An Baul (KOR) is pretty close to being a sure thing, right? Not here, not today! Battogtokh (MGL) scored a waza-ari with plenty of time left on the clock for An to equalise or overtake but the Mongolian didn’t entertain that idea even for a second and held both the score and his nerve until full time.
Bogdan Iadov (UKR) vs Erkhembayar Battogtokh (MGL)

An has medalled at each of his last 10 events, not missing out on a place on the rostrum since 2019. He has 2 Olympic medals, 3 world medals and no less than 17 World Judo Tour medals. What is truly extraordinary about this first contest of his Paris campaign is that Battogtokh looked unsurprised, unruffled and undeterred. It seemed almost run-of-the-mill, expected. 

Final: Bogdan Iadov (UKR) and Erkhembayar Battogtokh (MGL)

He went on to beat Ezzine (ALG) in the round of 16 and then Nurillaev (UZB) in the quarter-final before going head to head with a Frenchman who loves to put on a show for the fans in the Accor Arena. 

Walide Khyar is an entertainer and an athlete, a fan of the unorthodox but also a master of movement.

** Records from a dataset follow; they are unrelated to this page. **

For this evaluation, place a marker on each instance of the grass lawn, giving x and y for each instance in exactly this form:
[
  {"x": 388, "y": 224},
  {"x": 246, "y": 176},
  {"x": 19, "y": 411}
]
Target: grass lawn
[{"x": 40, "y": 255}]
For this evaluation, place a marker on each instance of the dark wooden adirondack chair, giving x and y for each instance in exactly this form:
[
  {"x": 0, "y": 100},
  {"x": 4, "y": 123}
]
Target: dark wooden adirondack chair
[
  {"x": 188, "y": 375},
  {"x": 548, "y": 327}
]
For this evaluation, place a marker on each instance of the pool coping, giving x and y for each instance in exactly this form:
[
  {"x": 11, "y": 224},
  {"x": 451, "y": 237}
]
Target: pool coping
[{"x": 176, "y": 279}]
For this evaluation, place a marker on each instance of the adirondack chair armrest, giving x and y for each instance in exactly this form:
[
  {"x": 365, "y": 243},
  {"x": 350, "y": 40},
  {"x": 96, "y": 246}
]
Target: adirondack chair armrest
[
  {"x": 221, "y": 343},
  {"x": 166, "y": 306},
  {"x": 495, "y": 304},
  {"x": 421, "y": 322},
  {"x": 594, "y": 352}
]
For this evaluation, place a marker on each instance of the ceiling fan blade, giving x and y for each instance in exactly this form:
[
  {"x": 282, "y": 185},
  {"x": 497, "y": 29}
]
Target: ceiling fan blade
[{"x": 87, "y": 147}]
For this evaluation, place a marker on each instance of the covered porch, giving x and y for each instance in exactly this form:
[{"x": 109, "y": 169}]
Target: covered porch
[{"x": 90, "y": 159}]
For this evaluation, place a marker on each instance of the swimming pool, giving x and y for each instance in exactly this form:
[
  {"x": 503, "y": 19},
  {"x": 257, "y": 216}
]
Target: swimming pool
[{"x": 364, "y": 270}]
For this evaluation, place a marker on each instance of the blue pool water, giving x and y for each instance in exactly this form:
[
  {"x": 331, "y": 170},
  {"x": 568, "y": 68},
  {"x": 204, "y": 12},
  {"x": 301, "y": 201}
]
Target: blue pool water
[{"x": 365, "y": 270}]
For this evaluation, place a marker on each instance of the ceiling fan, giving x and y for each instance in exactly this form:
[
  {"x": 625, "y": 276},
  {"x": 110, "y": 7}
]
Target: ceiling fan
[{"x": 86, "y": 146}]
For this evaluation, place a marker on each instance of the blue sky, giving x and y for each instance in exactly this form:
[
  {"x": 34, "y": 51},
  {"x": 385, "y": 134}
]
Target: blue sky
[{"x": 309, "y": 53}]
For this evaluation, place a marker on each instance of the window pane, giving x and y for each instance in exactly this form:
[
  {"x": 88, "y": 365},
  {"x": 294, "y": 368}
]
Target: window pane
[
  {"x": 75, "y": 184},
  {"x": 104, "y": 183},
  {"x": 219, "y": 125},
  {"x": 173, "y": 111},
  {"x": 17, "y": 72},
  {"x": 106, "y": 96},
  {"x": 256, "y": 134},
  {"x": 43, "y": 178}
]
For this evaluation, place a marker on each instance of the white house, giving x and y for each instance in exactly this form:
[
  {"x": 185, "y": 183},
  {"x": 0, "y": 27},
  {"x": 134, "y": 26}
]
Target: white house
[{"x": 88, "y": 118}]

His judo is big and bold and exciting and the crowd absolutely revel in it. However, Battogtokh stayed on course and did as he had done all day, finding the slimmest opportunities to apply intelligent and well-timed attacks and at one minute into golden score he caught Khyar for waza-ari, shocking the Frenchman and stunning the audience into virtual silence. 

Khyar fell to the bronze medal contest to face world number 1 Denis Vieru (MDA) who had fallen to the other Korean fighter of the group, An Jaehong. It was a mistake but a costly one for Vieru. It won’t disturb his ranking but it is certainly frustrating and a mistake he will seek to rectify. 

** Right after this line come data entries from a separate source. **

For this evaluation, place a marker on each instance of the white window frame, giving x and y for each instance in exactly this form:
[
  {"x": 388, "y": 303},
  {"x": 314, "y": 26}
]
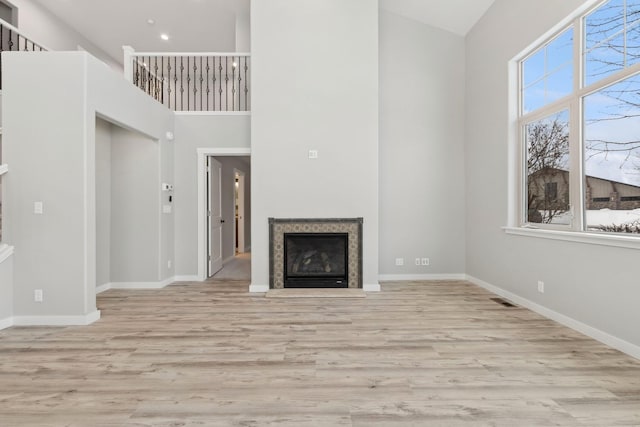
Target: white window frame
[{"x": 518, "y": 224}]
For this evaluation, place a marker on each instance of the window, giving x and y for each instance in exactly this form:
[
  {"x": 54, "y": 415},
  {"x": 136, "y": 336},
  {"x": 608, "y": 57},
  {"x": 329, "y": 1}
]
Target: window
[{"x": 579, "y": 121}]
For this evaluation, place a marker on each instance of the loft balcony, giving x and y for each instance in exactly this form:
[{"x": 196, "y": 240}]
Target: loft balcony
[{"x": 192, "y": 81}]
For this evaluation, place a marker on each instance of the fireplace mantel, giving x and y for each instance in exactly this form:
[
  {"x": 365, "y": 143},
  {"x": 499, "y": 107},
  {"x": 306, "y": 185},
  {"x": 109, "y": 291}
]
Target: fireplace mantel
[{"x": 278, "y": 227}]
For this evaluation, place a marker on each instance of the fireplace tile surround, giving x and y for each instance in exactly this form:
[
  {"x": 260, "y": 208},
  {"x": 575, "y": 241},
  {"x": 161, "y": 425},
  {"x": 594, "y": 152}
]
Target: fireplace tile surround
[{"x": 279, "y": 226}]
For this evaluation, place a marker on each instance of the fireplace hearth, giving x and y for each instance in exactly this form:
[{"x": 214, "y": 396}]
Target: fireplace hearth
[{"x": 315, "y": 253}]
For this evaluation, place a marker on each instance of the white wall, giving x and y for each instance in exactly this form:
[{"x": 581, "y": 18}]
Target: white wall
[
  {"x": 103, "y": 202},
  {"x": 594, "y": 285},
  {"x": 44, "y": 145},
  {"x": 193, "y": 132},
  {"x": 315, "y": 86},
  {"x": 135, "y": 208},
  {"x": 42, "y": 27},
  {"x": 421, "y": 149},
  {"x": 51, "y": 147},
  {"x": 6, "y": 287}
]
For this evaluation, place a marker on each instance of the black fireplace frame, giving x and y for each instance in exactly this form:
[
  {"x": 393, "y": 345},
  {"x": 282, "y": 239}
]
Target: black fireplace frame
[
  {"x": 319, "y": 280},
  {"x": 314, "y": 225}
]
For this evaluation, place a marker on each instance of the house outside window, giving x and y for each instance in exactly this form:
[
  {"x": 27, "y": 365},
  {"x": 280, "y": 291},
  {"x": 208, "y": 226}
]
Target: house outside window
[{"x": 579, "y": 122}]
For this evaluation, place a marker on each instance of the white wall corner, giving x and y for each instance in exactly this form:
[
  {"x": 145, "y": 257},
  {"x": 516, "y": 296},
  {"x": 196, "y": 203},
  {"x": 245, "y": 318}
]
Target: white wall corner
[
  {"x": 258, "y": 289},
  {"x": 598, "y": 335},
  {"x": 82, "y": 320},
  {"x": 6, "y": 323}
]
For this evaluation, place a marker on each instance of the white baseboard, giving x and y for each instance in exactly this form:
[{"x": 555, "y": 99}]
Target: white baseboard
[
  {"x": 87, "y": 319},
  {"x": 187, "y": 279},
  {"x": 598, "y": 335},
  {"x": 142, "y": 285},
  {"x": 414, "y": 277},
  {"x": 6, "y": 323},
  {"x": 374, "y": 287},
  {"x": 102, "y": 288},
  {"x": 5, "y": 252},
  {"x": 258, "y": 289}
]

Gold medallist: Bogdan Iadov (UKR)

A top 8 seed, Iadov (UKR) exceeded his ranking, moving past Flicker (ISR) in round 2, Poliak (SVK) next and then the 4th seed Gaitero Martin (ESP) to reach a semi-final against An Jaehong and then he passed that round too and walked into a final that no-one could have envisioned at the beginning of the day. 

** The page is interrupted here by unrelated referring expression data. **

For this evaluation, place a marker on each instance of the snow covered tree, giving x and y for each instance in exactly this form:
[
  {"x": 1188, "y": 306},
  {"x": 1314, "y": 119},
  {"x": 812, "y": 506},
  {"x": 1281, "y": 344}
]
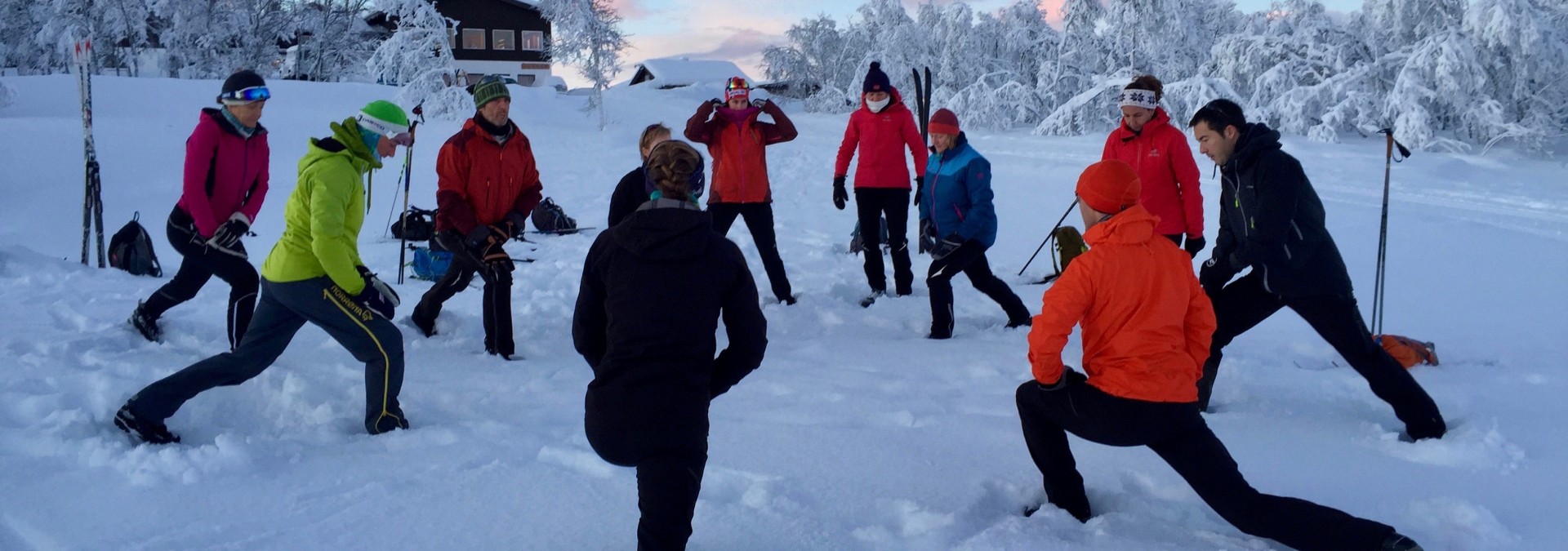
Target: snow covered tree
[
  {"x": 1525, "y": 54},
  {"x": 334, "y": 39},
  {"x": 417, "y": 58},
  {"x": 587, "y": 35}
]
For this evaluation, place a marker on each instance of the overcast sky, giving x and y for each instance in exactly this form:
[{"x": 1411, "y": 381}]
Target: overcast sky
[{"x": 739, "y": 30}]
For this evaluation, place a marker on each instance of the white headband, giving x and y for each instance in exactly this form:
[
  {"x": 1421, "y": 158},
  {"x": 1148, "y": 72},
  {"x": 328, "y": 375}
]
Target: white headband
[{"x": 1138, "y": 97}]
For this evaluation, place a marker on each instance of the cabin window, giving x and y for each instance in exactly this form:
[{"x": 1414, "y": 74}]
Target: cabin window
[
  {"x": 472, "y": 38},
  {"x": 504, "y": 39},
  {"x": 532, "y": 41}
]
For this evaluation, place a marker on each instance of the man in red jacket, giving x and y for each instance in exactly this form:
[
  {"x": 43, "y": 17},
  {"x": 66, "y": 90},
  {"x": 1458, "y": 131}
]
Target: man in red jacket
[
  {"x": 736, "y": 140},
  {"x": 1147, "y": 326},
  {"x": 487, "y": 189},
  {"x": 882, "y": 129}
]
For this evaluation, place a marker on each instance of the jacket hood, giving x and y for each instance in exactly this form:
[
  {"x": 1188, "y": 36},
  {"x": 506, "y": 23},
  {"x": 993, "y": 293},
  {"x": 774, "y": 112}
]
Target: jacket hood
[
  {"x": 664, "y": 233},
  {"x": 894, "y": 100},
  {"x": 1131, "y": 226},
  {"x": 1160, "y": 119},
  {"x": 1254, "y": 141},
  {"x": 223, "y": 122}
]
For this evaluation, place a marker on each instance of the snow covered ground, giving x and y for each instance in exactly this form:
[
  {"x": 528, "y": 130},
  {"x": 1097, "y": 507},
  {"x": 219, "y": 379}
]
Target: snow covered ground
[{"x": 855, "y": 434}]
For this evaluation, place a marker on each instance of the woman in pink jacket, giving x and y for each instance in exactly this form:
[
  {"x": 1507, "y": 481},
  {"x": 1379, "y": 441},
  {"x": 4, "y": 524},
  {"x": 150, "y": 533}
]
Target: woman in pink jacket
[
  {"x": 225, "y": 185},
  {"x": 1164, "y": 162}
]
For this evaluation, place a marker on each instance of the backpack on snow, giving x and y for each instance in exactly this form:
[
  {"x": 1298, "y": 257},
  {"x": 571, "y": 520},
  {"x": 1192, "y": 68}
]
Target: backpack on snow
[
  {"x": 550, "y": 218},
  {"x": 131, "y": 249},
  {"x": 1068, "y": 245},
  {"x": 416, "y": 224},
  {"x": 1409, "y": 351}
]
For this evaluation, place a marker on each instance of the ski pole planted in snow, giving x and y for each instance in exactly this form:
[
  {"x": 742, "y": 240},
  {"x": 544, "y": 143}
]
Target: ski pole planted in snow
[
  {"x": 1382, "y": 233},
  {"x": 408, "y": 174}
]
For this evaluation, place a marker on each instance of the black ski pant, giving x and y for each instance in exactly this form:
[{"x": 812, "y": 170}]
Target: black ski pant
[
  {"x": 760, "y": 220},
  {"x": 1179, "y": 436},
  {"x": 198, "y": 266},
  {"x": 283, "y": 310},
  {"x": 1244, "y": 304},
  {"x": 497, "y": 293},
  {"x": 871, "y": 206},
  {"x": 668, "y": 478},
  {"x": 968, "y": 259}
]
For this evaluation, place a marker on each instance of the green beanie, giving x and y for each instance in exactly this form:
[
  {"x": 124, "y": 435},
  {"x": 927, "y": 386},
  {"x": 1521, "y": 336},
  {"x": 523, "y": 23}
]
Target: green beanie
[
  {"x": 488, "y": 90},
  {"x": 383, "y": 118}
]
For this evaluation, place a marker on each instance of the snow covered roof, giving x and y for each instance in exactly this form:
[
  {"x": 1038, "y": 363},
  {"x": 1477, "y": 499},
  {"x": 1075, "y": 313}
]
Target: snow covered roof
[{"x": 675, "y": 73}]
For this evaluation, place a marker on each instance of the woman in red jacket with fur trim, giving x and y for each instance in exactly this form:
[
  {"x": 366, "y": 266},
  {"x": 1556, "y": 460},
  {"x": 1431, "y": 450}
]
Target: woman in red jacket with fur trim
[
  {"x": 882, "y": 129},
  {"x": 1164, "y": 162}
]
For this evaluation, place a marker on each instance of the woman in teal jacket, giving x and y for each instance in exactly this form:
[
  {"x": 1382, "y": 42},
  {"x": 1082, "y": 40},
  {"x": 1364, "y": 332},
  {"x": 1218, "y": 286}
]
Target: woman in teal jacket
[{"x": 957, "y": 224}]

Vieru vs Khyar is exactly what the judo public want to see. It’s the disciplined against the alternative and the world number 1 against the home favourite. They are both spectacular but in such different ways that it was a fascinating bronze medal contest.

Vieru was ready for the Frenchman’s signature, the arm all the way through and underneath his chest to try to flick him over. Khyar kept trying for it but but the top seed was too well rehearsed. In golden score, at two shido apiece, Vieru almost secured a hold down with the position being too weak too last bit as Khyar came up to his knees he crawled out of the area and was given his third shido for leaving the contest space intentionally. He didn’t like the decision but respected it. Vieru made it to yet another podium. 

Bronze medal contest: Denis Vieru (MDA) vs Walide Khyar (FRA)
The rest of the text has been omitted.